De pronto, ele resistiu ao arranjo, pedindo para continuar instruindo o inquérito, embora longe dos holofotes, pelo menos nos sábados e domingos, quando não teria aulas a freqüentar em Brasília. No relato da Polícia Federal, foi como se ele tivesse querido abandonar a investigação, ou dela se ocupar apenas nos fins de semana. “A sugestão não foi acatada, já que traria prejuízo às pessoas convidadas a prestar esclarecimentos”, foi o máximo que uma nota da PF conseguiu tecer. Vencido, Protógenes não só contou a amigos o que se passara, mas ainda lhes disse que a gravação mostra como os fatos se passaram. Fingindo ignorá-los - e fazendo de conta que nada tinha a ver com o defenestramento -, Lula simulou uma repreensão a “esse cidadão”, que “não pode, depois de fazer todas as coisas que tinham de ser feitas no processo, na hora de finalizar o relatório dizer ‘eu vou embora fazer meu curso’ e ainda dar vazão a insinuações de que foi tirado”.
Na realidade, resolveu atirar no cidadão depois de ser alertado sobre os efeitos adversos, para o governo, de sua retirada abrupta. A advertência chegou tarde, depois que circulou pela mídia a versão de que o presidente, o ministro da Justiça, Tarso Genro, e o diretor-geral da PF, Luiz Fernando Corrêa - nem sempre pelos mesmos motivos -, queriam ver Protógenes pelas costas. Por isso, sob a suspeita de que ordenara uma operação-abafa para poupar Daniel Dantas, Lula tratou de se desvincular do problema, culpando o policial pelo que, afinal, lhe fizeram. Implicitamente, porém o bastante para os insiders entenderem, também alvejou Genro e Corrêa, porque não teriam sabido conduzir a fritura, sem respingos na imagem presidencial. É pouco provável que a descompostura tenha outro resultado além de evidenciar, pela enésima vez, que Lula jamais se afogará por ter cedido a alguém o último colete salva-vidas.

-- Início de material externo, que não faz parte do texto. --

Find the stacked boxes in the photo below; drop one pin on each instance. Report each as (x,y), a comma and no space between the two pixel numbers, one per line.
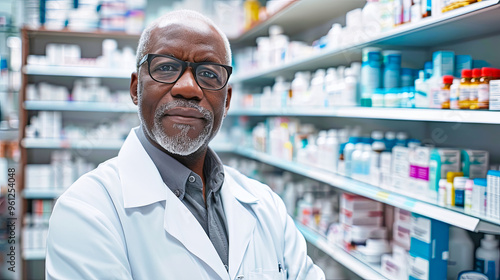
(428,249)
(361,219)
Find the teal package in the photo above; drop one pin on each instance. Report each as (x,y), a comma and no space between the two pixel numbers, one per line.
(428,248)
(475,163)
(442,161)
(462,62)
(443,63)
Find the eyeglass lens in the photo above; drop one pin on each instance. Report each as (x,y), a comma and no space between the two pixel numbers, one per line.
(168,70)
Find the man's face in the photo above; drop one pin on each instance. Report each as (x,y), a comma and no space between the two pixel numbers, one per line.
(182,117)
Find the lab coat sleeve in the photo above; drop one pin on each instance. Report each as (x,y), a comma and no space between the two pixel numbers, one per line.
(297,263)
(83,243)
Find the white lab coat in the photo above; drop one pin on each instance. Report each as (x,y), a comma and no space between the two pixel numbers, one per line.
(121,221)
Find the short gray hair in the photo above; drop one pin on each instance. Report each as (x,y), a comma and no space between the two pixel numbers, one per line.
(175,15)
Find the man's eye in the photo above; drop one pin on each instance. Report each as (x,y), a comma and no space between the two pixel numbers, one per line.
(166,67)
(207,74)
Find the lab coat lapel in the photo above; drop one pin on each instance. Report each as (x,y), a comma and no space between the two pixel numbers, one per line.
(240,221)
(183,226)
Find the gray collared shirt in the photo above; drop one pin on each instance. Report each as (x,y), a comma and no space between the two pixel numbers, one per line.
(188,187)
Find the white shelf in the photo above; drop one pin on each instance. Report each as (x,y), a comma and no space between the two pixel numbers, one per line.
(452,26)
(9,134)
(451,215)
(222,147)
(291,17)
(80,106)
(349,261)
(34,254)
(99,144)
(77,71)
(41,193)
(407,114)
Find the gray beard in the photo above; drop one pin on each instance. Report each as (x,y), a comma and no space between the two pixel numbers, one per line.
(181,143)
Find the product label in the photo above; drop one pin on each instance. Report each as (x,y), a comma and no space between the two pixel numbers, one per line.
(421,229)
(495,95)
(473,93)
(483,92)
(459,197)
(419,172)
(445,95)
(464,93)
(435,94)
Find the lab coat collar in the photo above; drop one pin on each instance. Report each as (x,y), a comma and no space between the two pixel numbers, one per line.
(240,221)
(141,182)
(239,193)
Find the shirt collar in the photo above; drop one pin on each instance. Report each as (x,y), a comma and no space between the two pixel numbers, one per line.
(175,175)
(141,182)
(172,172)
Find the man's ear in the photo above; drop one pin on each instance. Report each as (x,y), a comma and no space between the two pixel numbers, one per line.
(134,79)
(228,99)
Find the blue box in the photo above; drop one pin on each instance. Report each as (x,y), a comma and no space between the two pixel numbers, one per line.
(480,64)
(443,63)
(428,248)
(462,62)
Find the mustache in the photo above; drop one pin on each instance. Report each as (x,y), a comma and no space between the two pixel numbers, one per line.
(160,112)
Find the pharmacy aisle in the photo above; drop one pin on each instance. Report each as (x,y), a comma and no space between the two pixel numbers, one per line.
(386,115)
(375,121)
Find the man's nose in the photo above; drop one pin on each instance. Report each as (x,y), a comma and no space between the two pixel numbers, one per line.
(186,87)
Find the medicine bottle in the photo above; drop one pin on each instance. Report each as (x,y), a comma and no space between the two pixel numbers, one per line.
(454,94)
(464,89)
(483,89)
(474,82)
(445,91)
(251,13)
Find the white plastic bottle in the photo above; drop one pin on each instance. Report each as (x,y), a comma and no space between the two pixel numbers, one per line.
(322,149)
(317,89)
(488,257)
(299,86)
(421,91)
(349,95)
(332,152)
(461,250)
(330,87)
(280,92)
(365,162)
(356,163)
(371,18)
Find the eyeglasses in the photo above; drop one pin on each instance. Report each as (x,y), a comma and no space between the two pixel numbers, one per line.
(166,69)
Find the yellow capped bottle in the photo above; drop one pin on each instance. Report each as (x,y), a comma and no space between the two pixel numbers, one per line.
(474,82)
(445,91)
(483,89)
(464,89)
(251,11)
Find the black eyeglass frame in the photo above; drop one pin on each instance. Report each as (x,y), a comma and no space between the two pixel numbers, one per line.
(185,64)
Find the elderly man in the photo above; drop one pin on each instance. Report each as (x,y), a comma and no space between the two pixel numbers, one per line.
(166,207)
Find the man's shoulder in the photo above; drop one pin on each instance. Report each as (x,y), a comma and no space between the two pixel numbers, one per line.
(96,185)
(256,188)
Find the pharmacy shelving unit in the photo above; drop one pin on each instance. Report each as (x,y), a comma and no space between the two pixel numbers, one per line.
(37,150)
(473,30)
(352,262)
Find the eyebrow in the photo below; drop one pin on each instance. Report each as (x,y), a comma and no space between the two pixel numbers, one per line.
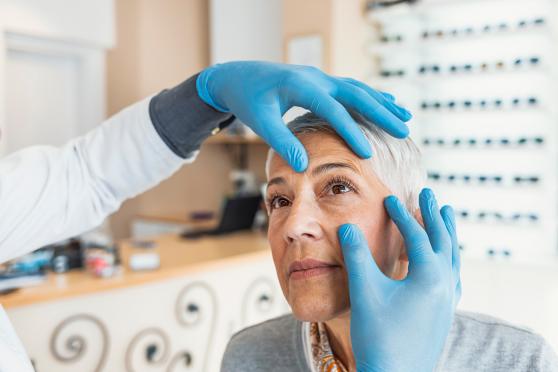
(320,169)
(276,181)
(323,168)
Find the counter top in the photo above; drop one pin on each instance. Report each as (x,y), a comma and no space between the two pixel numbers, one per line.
(177,256)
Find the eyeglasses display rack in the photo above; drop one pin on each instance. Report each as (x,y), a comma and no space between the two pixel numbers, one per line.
(480,77)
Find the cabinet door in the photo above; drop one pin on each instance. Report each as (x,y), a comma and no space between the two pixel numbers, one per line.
(177,324)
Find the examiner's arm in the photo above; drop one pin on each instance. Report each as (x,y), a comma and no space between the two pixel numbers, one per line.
(49,193)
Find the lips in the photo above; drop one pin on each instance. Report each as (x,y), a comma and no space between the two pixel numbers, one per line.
(310,267)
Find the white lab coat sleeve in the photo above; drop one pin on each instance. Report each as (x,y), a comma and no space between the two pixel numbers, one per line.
(48,194)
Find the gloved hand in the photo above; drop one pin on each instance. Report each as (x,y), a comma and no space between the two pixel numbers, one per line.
(259,93)
(403,325)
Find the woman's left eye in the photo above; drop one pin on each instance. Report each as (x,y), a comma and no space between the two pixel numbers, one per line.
(340,188)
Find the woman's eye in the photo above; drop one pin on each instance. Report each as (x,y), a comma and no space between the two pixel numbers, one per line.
(279,202)
(340,189)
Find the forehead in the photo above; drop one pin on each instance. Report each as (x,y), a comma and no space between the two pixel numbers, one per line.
(322,148)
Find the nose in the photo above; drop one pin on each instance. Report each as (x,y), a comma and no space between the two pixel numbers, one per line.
(302,223)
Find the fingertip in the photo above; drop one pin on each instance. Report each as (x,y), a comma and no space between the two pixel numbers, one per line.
(449,216)
(391,201)
(297,158)
(389,96)
(349,235)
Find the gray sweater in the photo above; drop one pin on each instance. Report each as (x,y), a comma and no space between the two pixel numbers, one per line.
(475,343)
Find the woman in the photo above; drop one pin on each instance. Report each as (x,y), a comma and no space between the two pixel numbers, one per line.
(305,211)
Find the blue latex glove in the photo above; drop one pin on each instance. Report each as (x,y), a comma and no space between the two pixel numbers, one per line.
(259,93)
(403,325)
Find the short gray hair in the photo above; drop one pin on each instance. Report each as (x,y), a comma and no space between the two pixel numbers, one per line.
(396,162)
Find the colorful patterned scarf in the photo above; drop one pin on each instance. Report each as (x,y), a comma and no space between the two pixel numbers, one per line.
(322,355)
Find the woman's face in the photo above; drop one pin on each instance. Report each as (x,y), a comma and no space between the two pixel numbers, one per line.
(305,212)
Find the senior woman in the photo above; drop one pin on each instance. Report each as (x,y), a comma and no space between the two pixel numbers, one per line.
(305,212)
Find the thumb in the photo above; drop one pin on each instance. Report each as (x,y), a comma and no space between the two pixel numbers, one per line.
(361,268)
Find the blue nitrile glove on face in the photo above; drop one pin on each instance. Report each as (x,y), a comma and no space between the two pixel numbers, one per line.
(259,93)
(403,325)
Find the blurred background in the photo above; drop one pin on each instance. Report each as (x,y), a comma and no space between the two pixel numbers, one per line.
(163,284)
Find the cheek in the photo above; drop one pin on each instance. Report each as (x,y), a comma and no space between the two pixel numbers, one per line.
(278,247)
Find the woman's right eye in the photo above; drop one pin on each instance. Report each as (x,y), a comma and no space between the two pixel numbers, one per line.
(279,202)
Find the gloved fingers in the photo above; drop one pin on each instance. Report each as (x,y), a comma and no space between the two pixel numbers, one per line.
(449,220)
(388,101)
(434,224)
(361,267)
(416,240)
(457,294)
(388,96)
(277,135)
(379,114)
(326,107)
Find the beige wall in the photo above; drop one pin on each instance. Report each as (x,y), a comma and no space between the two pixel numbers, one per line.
(309,17)
(160,43)
(343,27)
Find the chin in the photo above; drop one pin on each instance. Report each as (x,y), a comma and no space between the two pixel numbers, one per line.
(317,308)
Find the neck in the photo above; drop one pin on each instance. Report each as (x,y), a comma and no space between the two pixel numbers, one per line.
(339,335)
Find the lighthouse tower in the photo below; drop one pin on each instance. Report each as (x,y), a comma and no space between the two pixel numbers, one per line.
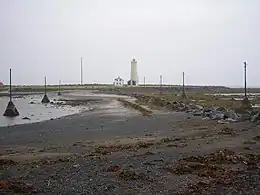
(133,77)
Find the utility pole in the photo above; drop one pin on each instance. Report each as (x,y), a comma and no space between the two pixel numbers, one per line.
(183,87)
(245,64)
(45,98)
(81,70)
(160,83)
(245,102)
(11,110)
(10,86)
(59,93)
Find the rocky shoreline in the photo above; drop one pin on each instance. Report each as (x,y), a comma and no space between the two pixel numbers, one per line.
(220,114)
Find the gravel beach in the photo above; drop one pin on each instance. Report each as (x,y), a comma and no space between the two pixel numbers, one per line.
(112,149)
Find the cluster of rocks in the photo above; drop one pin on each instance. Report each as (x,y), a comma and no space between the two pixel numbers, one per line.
(221,114)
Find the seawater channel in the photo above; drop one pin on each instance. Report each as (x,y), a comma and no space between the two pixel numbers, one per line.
(32,110)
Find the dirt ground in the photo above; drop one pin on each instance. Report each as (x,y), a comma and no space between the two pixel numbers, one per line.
(117,150)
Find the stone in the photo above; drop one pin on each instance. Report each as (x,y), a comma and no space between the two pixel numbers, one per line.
(207,109)
(217,116)
(45,99)
(197,113)
(246,103)
(221,109)
(195,107)
(231,115)
(11,110)
(223,122)
(245,117)
(26,118)
(255,117)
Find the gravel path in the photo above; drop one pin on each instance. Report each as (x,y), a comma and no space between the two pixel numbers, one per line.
(116,150)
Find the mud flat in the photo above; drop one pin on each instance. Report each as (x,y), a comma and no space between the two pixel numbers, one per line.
(114,149)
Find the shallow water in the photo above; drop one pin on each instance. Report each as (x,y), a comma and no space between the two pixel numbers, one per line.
(36,112)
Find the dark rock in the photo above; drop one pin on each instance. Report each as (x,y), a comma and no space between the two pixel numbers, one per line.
(221,109)
(217,116)
(256,117)
(245,117)
(231,115)
(196,107)
(45,99)
(197,113)
(11,110)
(246,103)
(26,118)
(207,109)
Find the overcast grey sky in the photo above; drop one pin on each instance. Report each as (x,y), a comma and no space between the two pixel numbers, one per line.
(207,39)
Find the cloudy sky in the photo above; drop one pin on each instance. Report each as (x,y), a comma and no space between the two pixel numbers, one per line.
(207,39)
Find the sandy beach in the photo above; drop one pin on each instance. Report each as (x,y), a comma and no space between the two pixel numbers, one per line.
(112,149)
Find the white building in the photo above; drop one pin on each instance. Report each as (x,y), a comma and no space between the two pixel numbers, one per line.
(118,81)
(133,77)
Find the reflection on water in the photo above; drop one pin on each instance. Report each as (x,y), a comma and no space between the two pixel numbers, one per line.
(31,107)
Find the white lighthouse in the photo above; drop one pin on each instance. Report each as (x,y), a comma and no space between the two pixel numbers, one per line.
(133,77)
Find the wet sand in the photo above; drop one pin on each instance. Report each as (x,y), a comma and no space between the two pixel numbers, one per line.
(115,150)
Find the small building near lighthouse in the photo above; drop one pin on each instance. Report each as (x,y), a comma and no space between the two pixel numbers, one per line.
(133,75)
(118,82)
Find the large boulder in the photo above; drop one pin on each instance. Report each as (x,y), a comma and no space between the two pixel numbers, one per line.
(256,117)
(231,116)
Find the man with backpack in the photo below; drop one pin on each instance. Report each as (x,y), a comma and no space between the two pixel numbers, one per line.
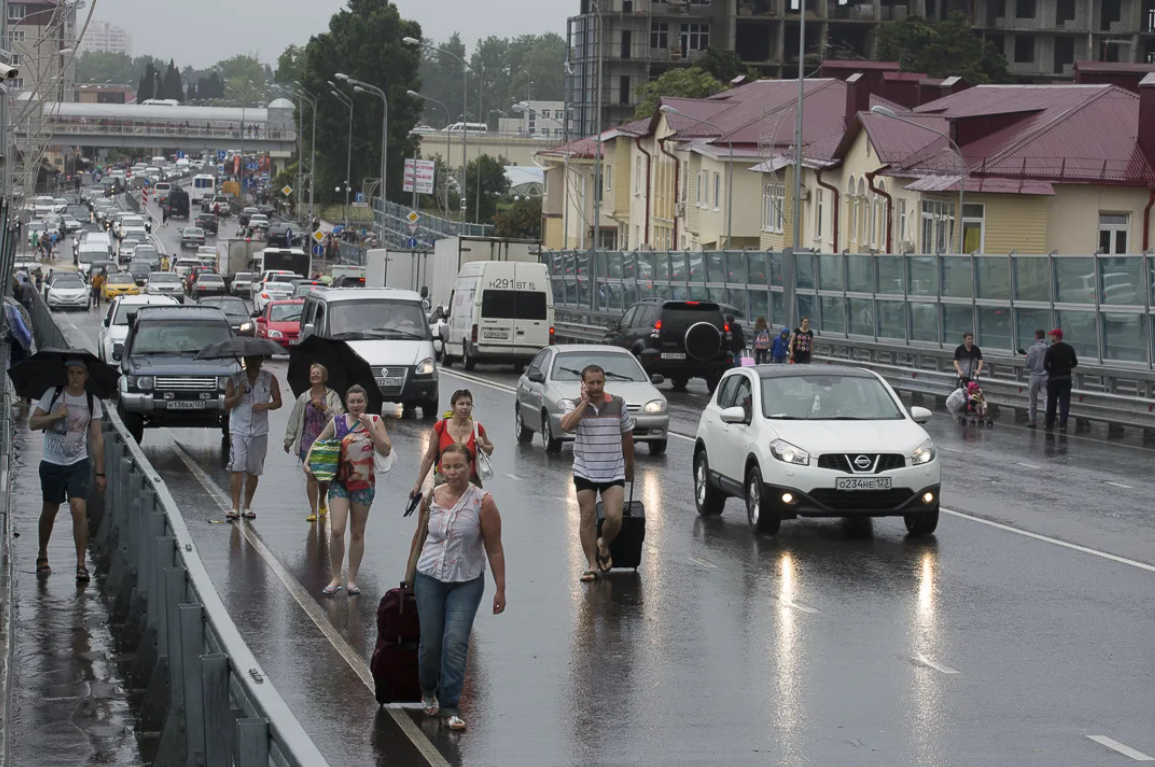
(71,419)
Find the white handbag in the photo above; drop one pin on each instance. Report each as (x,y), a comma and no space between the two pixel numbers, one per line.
(484,464)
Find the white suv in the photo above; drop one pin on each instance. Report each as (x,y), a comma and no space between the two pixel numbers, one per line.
(804,440)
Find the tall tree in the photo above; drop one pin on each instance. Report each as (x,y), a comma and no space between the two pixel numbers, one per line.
(364,41)
(940,49)
(684,83)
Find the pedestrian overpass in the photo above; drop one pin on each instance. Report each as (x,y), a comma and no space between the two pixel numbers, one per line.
(158,126)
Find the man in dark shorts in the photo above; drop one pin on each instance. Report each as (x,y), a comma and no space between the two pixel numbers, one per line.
(802,343)
(71,419)
(603,464)
(968,359)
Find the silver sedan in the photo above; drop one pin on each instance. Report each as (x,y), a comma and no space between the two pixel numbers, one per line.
(554,378)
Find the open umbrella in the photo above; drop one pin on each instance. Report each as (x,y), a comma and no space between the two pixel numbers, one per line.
(240,347)
(46,370)
(345,367)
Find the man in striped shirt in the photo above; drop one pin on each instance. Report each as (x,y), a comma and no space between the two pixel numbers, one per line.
(603,463)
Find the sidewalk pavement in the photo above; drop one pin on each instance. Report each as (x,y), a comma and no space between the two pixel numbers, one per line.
(68,701)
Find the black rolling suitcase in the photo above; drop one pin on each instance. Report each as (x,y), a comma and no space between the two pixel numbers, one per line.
(626,550)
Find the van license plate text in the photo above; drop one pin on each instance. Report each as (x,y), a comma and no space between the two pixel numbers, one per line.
(185,404)
(856,483)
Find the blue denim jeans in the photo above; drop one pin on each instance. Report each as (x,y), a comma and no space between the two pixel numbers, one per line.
(447,612)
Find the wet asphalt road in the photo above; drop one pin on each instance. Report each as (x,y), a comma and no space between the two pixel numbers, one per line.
(827,645)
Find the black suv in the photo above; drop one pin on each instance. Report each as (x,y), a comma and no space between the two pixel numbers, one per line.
(162,384)
(677,339)
(208,222)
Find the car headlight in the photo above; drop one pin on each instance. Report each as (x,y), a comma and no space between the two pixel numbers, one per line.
(924,454)
(788,453)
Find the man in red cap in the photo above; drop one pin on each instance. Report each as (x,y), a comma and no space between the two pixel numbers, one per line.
(1058,362)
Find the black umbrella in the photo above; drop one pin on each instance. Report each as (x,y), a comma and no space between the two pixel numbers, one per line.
(345,367)
(240,347)
(46,370)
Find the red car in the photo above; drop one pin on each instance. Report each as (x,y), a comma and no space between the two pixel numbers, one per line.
(281,321)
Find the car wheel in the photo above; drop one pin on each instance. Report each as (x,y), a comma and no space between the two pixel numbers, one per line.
(552,445)
(524,434)
(709,499)
(760,511)
(921,523)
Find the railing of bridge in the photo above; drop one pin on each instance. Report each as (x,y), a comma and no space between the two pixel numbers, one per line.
(1102,302)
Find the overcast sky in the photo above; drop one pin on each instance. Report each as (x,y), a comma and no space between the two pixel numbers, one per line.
(206,31)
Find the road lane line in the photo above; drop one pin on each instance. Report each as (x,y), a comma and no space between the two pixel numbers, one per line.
(1073,546)
(313,610)
(509,389)
(1115,745)
(938,667)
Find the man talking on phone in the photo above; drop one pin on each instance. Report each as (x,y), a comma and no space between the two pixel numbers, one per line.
(603,463)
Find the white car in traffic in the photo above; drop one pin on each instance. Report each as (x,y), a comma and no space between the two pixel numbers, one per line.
(114,327)
(804,440)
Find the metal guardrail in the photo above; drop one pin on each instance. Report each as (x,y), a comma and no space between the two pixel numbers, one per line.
(1119,397)
(206,694)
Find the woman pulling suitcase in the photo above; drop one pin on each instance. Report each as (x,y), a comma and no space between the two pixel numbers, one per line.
(456,521)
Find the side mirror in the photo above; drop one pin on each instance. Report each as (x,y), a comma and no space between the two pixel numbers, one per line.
(735,415)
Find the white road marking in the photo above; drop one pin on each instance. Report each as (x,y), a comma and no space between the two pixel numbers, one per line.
(1073,546)
(313,610)
(1115,745)
(938,667)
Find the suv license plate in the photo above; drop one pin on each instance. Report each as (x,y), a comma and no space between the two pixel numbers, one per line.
(186,404)
(856,483)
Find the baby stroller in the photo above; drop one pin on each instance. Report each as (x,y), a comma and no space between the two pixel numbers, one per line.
(968,406)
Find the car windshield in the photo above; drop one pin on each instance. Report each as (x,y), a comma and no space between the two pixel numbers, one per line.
(178,337)
(285,312)
(378,319)
(828,397)
(618,367)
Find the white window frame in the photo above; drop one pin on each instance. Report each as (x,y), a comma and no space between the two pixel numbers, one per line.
(774,196)
(1113,228)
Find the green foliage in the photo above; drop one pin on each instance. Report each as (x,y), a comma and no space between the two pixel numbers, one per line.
(724,65)
(683,83)
(940,49)
(521,221)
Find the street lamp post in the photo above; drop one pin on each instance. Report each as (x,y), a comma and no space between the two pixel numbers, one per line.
(360,87)
(729,194)
(464,111)
(349,150)
(881,111)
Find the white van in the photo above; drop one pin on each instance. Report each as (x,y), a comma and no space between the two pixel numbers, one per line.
(500,312)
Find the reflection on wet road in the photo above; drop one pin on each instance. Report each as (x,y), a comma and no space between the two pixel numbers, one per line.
(831,643)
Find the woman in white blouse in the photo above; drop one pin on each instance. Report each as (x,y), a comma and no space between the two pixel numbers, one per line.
(461,527)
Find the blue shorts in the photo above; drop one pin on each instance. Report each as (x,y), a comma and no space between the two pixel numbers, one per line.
(359,497)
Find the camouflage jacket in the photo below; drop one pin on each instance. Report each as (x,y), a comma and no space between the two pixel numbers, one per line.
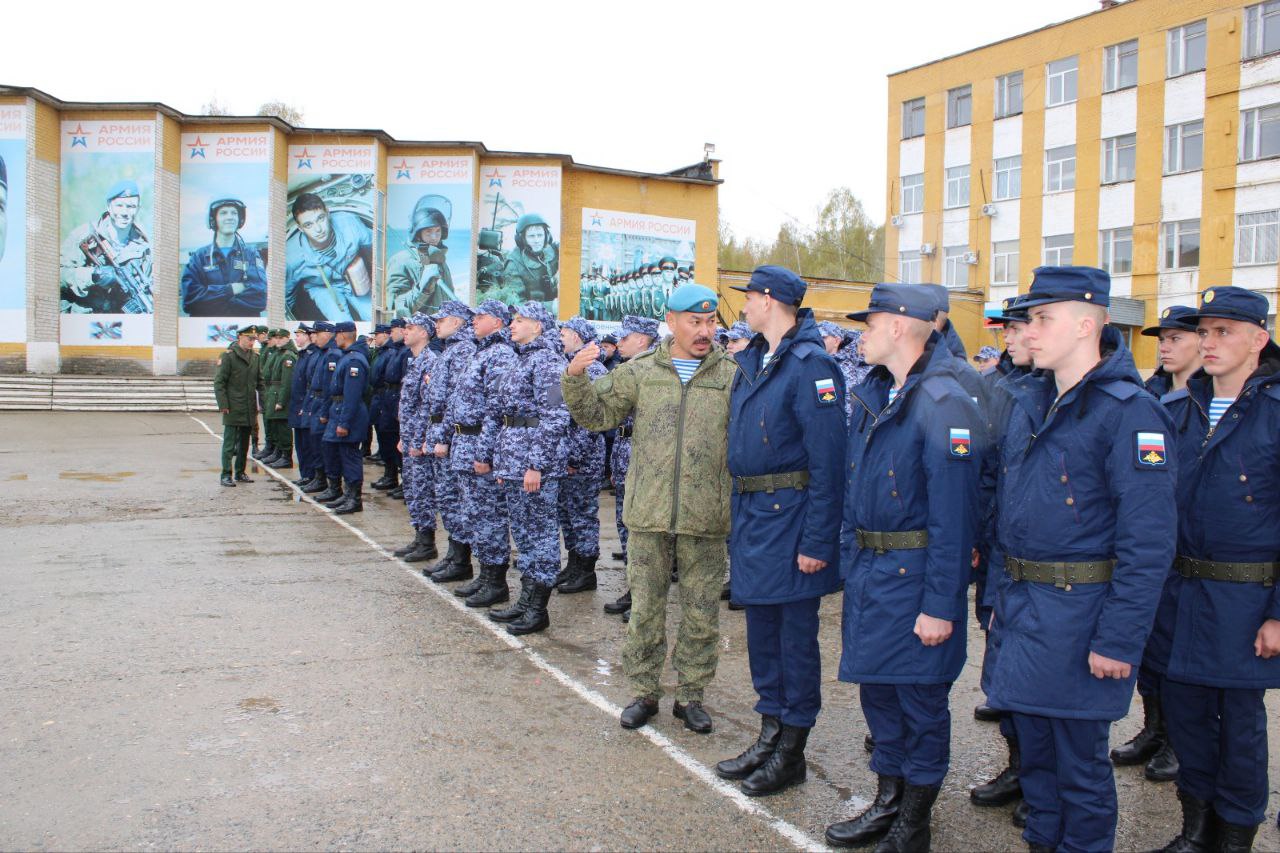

A esta altura, de fato, ele não tem como “desvazar” as gravações que lançam luz sobre o acesso ao Planalto dos interesses do banqueiro de quem Lula guarda profilático distanciamento. Companheiros históricos do presidente, como o advogado Luiz Eduardo Greenhalgh e, mais ainda, o seu chefe de gabinete, Gilberto Carvalho, foram flagrados cuidando, de uma forma ou de outra, das conveniências de Dantas. Também o nome da ministra da Casa Civil, Dilma Rousseff, entrou no circuito, embora ela possa invocar ter dito certa vez a Greenhalgh que o seu cliente era “encrenca”. Sintomaticamente, nenhum deles joga no time de Tarso Genro. Ao ministro se atribui, por exemplo, a intenção de se substituir à “mãe do PAC” como eventual candidato petista à sucessão de 2010. E o antagonismo entre ele e o ex-ministro José Dirceu - que quis aproximar Dantas de Lula - é escancarado.
O que leva a pensar que, se a equipe de Lula e a Polícia Federal têm algo em comum, é a onipresença de suas facções. Os críticos mais estrepitosos do desempenho de Protógenes são do grupo do diretor-geral Corrêa (que não o perdoa por tê-lo mantido no escuro sobre as gravações de petistas). Já os seus defensores se alinham com o antecessor de Corrêa e atual diretor da Agência Brasileira de Inteligência (Abin), Paulo Lacerda. A decisão de Protógenes de envolver a Abin na investigação, aliás, polarizou a corporação e foi decisiva para a sua degola. Na hora da crise, as divisões se acentuam - e escapam ao controle da hierarquia.